The doors swing open, and we almost run headlong into the security guard going the other way. He’s puffing as if he’s been running, and he has his radio in one hand. He looks at Terry in surprise, and his eyes narrow as he looks over my shoulder at the scrawny redneck standing behind me with his chest bowed out.

“Problem, AD?” he asks suspiciously.

“Yeah Tommy, these people are lost,” I answer, jerking my thumb toward Racist Dad and Trailer Park Mom. “They either need an escort out of the hospital, or directions to the PICU waiting room. Whichever.”

“No problem,” he growls, striding purposefully into the ER. Tommy is a retired cop who no longer carries a gun, but he’s still formidable. We were mortal enemies in my teenage years. Many were the times he rousted my friends and I for loitering at the usual teen hangouts. A few of them, punks like Racist Dad, were brave enough to take him on. Usually only once.

In the PICU, Dr. Bellard greets us grimly outside Room Six. Apparently, the anger is still pretty obvious on my face.

“Problems?” she asks, concerned.

“Not so much with him,” I sigh. “I gave him two fluid boluses, and his perfusion’s okay. Had to assist his breathing a little bit, too.”

“Why didn’t you intubate him?” she demands.

“Because I was able to ventilate him just fine with a mask,” I reply defiantly. “You want I should do something invasive to the kid just because I can?”

And just like that, she backs off. “All right, AD,” she says, laying an apologetic hand on my forearm. “You did good. Nobody likes these kinds of calls.”

Donna Bellard and I have a strange relationship. She’s the local expert on child abuse and neglect, and her testimony in court
is devastating. Prosecutors love her. She’s a little strident in her opinions, however, even going so far as to say that spanking your child constitutes abuse. We’ve clashed, often heatedly, yet I’m about the only medic she’ll ask to guest lecture in any of her courses on the subject. Right now, I’m glad Donna Bellard is taking care of this kid.

“Just put his parents in jail when it comes time to testify,” I sigh. “We’ll call it even.”

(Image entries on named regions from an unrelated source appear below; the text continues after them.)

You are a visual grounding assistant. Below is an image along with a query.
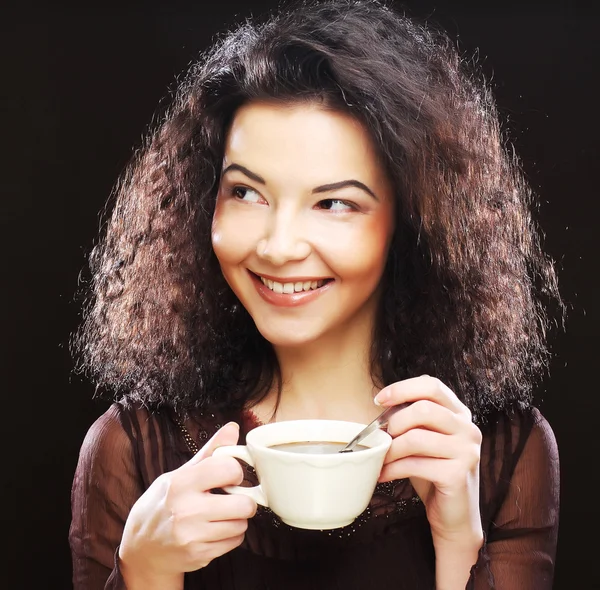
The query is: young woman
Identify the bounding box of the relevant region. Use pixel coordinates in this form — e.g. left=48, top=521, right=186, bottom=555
left=70, top=0, right=560, bottom=590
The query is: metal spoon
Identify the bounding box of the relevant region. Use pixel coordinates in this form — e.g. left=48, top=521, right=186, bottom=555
left=339, top=402, right=410, bottom=453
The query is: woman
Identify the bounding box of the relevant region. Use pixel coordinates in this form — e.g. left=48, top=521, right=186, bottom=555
left=70, top=0, right=560, bottom=590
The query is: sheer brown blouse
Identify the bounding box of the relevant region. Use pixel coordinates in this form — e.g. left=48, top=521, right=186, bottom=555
left=69, top=404, right=559, bottom=590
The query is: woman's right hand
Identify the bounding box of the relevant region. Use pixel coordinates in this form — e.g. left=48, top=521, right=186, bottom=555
left=119, top=422, right=256, bottom=590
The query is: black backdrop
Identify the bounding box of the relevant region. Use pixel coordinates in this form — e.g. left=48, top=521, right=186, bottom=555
left=0, top=0, right=600, bottom=590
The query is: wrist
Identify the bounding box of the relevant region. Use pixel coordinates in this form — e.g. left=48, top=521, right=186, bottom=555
left=117, top=551, right=184, bottom=590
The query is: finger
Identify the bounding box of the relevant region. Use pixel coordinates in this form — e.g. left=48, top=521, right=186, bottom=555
left=387, top=400, right=464, bottom=437
left=384, top=428, right=461, bottom=464
left=187, top=422, right=240, bottom=465
left=374, top=375, right=468, bottom=413
left=196, top=534, right=245, bottom=569
left=379, top=456, right=458, bottom=485
left=182, top=519, right=248, bottom=543
left=202, top=493, right=256, bottom=522
left=189, top=455, right=244, bottom=491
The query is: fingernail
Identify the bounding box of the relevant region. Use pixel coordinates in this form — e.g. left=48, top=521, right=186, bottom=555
left=373, top=389, right=391, bottom=406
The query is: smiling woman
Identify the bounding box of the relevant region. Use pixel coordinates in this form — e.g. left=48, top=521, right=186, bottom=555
left=212, top=103, right=394, bottom=352
left=70, top=0, right=561, bottom=590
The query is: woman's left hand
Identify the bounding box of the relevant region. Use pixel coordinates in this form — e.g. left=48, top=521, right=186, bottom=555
left=375, top=375, right=483, bottom=546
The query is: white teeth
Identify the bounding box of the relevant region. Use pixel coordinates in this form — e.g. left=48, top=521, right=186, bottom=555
left=260, top=277, right=325, bottom=294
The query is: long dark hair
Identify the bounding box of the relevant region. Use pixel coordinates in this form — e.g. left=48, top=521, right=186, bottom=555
left=72, top=0, right=560, bottom=426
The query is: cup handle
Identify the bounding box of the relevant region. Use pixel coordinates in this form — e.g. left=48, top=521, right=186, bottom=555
left=213, top=445, right=269, bottom=507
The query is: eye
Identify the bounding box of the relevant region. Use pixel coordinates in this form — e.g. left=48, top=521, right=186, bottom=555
left=317, top=199, right=356, bottom=212
left=231, top=186, right=262, bottom=203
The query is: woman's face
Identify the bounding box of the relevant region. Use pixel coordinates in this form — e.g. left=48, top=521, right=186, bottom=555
left=212, top=102, right=394, bottom=346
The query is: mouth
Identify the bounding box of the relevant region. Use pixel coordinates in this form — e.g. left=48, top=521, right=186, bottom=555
left=250, top=271, right=334, bottom=295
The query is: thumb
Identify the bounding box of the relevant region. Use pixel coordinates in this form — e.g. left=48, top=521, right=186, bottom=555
left=188, top=422, right=240, bottom=465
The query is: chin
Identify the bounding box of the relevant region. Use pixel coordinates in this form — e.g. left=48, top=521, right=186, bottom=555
left=257, top=325, right=321, bottom=348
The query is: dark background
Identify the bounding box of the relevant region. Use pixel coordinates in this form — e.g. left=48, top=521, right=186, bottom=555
left=0, top=0, right=600, bottom=590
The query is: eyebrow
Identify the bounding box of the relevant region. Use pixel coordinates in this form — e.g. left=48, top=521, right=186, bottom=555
left=221, top=163, right=379, bottom=201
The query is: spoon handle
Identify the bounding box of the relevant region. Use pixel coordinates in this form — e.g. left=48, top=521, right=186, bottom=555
left=339, top=402, right=410, bottom=453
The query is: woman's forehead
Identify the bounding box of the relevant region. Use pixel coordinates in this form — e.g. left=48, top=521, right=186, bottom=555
left=224, top=102, right=392, bottom=194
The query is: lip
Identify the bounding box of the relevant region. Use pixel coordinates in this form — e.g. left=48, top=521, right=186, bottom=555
left=248, top=271, right=335, bottom=307
left=249, top=271, right=331, bottom=284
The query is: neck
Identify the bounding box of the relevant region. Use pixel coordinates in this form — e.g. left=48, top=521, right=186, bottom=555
left=257, top=310, right=380, bottom=423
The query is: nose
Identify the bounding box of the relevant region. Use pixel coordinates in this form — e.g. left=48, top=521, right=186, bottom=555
left=256, top=210, right=311, bottom=266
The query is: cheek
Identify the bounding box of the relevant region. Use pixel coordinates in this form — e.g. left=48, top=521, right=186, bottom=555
left=211, top=205, right=259, bottom=264
left=322, top=220, right=392, bottom=288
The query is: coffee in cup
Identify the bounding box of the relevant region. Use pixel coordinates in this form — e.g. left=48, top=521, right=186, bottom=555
left=214, top=420, right=392, bottom=530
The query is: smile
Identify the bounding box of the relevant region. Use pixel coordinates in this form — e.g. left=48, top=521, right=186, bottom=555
left=249, top=271, right=335, bottom=307
left=259, top=276, right=325, bottom=294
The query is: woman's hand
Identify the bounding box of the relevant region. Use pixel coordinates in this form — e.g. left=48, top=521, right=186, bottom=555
left=119, top=422, right=256, bottom=590
left=375, top=375, right=483, bottom=551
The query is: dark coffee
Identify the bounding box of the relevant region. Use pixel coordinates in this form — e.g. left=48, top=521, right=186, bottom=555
left=269, top=441, right=369, bottom=455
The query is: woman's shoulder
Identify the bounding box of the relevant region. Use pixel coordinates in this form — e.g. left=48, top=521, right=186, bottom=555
left=481, top=406, right=556, bottom=450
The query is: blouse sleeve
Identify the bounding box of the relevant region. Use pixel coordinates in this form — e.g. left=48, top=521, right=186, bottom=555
left=69, top=406, right=142, bottom=590
left=467, top=410, right=559, bottom=590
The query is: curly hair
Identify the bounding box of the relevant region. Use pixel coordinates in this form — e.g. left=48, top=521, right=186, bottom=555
left=72, top=0, right=560, bottom=418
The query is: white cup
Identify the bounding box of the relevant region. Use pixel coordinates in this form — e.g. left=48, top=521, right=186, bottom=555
left=214, top=420, right=392, bottom=530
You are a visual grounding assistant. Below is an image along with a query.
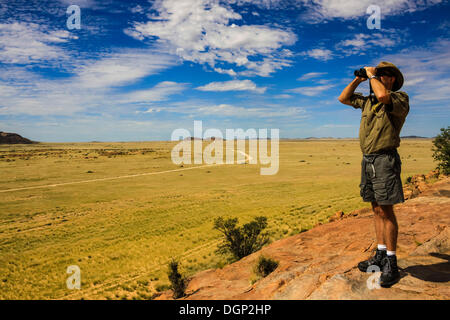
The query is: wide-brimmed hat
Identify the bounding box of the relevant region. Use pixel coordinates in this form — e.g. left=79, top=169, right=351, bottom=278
left=377, top=61, right=404, bottom=91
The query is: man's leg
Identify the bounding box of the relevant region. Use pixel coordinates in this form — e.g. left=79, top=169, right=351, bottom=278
left=380, top=205, right=400, bottom=288
left=380, top=205, right=398, bottom=252
left=358, top=201, right=386, bottom=272
left=372, top=202, right=386, bottom=245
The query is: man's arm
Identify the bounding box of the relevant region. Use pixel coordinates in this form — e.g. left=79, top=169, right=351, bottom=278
left=338, top=77, right=367, bottom=106
left=365, top=67, right=392, bottom=105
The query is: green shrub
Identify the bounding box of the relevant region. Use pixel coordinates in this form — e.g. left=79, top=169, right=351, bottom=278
left=214, top=217, right=269, bottom=260
left=155, top=284, right=170, bottom=292
left=254, top=256, right=278, bottom=278
left=168, top=260, right=187, bottom=299
left=432, top=127, right=450, bottom=175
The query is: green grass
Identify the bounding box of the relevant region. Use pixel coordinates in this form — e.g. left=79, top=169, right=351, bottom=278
left=0, top=140, right=436, bottom=299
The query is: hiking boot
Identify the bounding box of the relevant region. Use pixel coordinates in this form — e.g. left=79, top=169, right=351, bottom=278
left=380, top=255, right=400, bottom=288
left=358, top=249, right=386, bottom=272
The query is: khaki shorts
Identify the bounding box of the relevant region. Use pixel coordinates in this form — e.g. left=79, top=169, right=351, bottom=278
left=360, top=150, right=405, bottom=205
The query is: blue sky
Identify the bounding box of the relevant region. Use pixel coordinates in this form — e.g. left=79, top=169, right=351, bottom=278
left=0, top=0, right=450, bottom=142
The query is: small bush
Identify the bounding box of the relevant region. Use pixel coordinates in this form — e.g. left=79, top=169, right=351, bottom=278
left=168, top=260, right=187, bottom=299
left=214, top=217, right=269, bottom=260
left=155, top=284, right=170, bottom=292
left=254, top=256, right=278, bottom=278
left=432, top=127, right=450, bottom=175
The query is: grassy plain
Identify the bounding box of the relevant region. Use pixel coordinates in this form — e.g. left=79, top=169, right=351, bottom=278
left=0, top=140, right=435, bottom=299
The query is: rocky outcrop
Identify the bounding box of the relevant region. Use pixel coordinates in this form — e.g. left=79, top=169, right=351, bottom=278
left=157, top=172, right=450, bottom=299
left=0, top=131, right=36, bottom=144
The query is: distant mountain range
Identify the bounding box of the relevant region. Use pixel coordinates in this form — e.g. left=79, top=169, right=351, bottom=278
left=0, top=131, right=38, bottom=144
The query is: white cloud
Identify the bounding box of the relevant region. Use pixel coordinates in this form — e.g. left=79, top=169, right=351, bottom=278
left=118, top=81, right=186, bottom=104
left=197, top=80, right=267, bottom=93
left=297, top=72, right=328, bottom=81
left=286, top=84, right=334, bottom=97
left=0, top=22, right=76, bottom=64
left=335, top=29, right=402, bottom=56
left=303, top=49, right=333, bottom=61
left=75, top=50, right=176, bottom=88
left=125, top=0, right=296, bottom=76
left=297, top=0, right=442, bottom=23
left=374, top=40, right=450, bottom=105
left=0, top=50, right=179, bottom=115
left=164, top=102, right=307, bottom=119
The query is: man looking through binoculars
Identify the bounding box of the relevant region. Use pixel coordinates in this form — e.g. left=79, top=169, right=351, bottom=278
left=339, top=62, right=409, bottom=287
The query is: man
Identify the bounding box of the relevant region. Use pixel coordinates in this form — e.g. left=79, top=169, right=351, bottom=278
left=339, top=62, right=409, bottom=287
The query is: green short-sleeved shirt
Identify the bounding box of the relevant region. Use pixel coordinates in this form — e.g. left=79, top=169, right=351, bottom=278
left=350, top=91, right=409, bottom=154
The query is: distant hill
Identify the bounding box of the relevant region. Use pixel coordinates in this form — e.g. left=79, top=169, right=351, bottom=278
left=400, top=136, right=430, bottom=139
left=0, top=131, right=37, bottom=144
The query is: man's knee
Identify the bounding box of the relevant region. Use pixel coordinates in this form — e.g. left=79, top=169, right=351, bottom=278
left=372, top=202, right=383, bottom=216
left=372, top=202, right=394, bottom=219
left=372, top=204, right=395, bottom=220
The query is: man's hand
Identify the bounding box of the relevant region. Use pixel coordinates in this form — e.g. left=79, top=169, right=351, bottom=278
left=364, top=67, right=377, bottom=78
left=355, top=77, right=367, bottom=83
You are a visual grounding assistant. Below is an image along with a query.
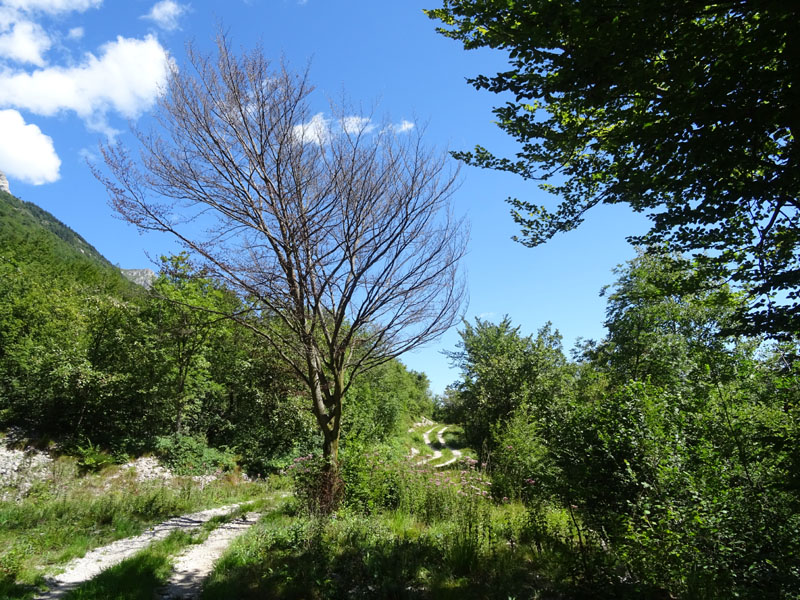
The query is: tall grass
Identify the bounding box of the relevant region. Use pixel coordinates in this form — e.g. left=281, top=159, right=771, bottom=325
left=0, top=458, right=266, bottom=598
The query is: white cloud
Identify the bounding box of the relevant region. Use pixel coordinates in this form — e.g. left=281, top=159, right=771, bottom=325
left=0, top=17, right=52, bottom=66
left=341, top=117, right=375, bottom=135
left=0, top=110, right=61, bottom=185
left=294, top=113, right=331, bottom=146
left=294, top=113, right=388, bottom=146
left=142, top=0, right=189, bottom=31
left=395, top=119, right=414, bottom=133
left=0, top=36, right=170, bottom=133
left=3, top=0, right=103, bottom=14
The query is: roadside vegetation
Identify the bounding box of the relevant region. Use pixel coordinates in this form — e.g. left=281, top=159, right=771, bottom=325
left=0, top=456, right=274, bottom=598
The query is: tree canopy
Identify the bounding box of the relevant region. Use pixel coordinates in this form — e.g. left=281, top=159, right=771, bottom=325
left=427, top=0, right=800, bottom=336
left=97, top=35, right=465, bottom=462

“You got it,” she promises.

I unwrap Benjamin from the papoose, place him gently on the scale sitting at the bedside, and hand off his IV fluids to a nurse whose name I can never remember. As soon as I roll my stretcher away, a swarm of nurses descends on his tiny frame, assessing, weighing, measuring, drawing blood. Dr. Bellard calmly gives orders, stethoscope pressed to Benjamin’s chest.

You’re in good hands, Bemjamin. Let’s hope it stays that way.

I pull up a chair at the nurse’s station and write my run report, filling the entire narrative section and a full continuation page with all the facts while they’re still fresh in my head. I choose my words carefully, trying to stick to cold, clinical terminology while still painting a clear picture of Benjamin Braelyn Parker’s condition, a picture that even Joe Sixpack can easily understand.

The voice of my paramedic instructor rings in my head as I write. Write it so that it can be understood by twelve people too dumb to know how to get out of jury duty, he had told us repeatedly, and for God’s sakes, spell correctly.

I finish my report, clip the pink carbon copy to Benjamin’s chart, and follow Terry downstairs in silence. Racist Dad and Trailer Park Mom are nowhere in sight, but their redneck mobile is still blocking the ambulance drive, doors locked and engine off.

“Hold up a minute,” I order as Terry starts to back out of the ambulance drive. “I’ll be right back.” I trot back into the ER and stick my head through the doorway of the nurse’s lounge. Tommy the security guard, chatting with a nurse over a cup of coffee, looks up quizzically.

“Hey Tommy,” I grin wickedly, “there’s a big redneck mobile out there parked illegally in the ambulance drive. How about having it towed?”

“And I don’t see anyone around here it might belong to,” he winks conspiratorially. “Yeah, towing it seems like a fine idea.”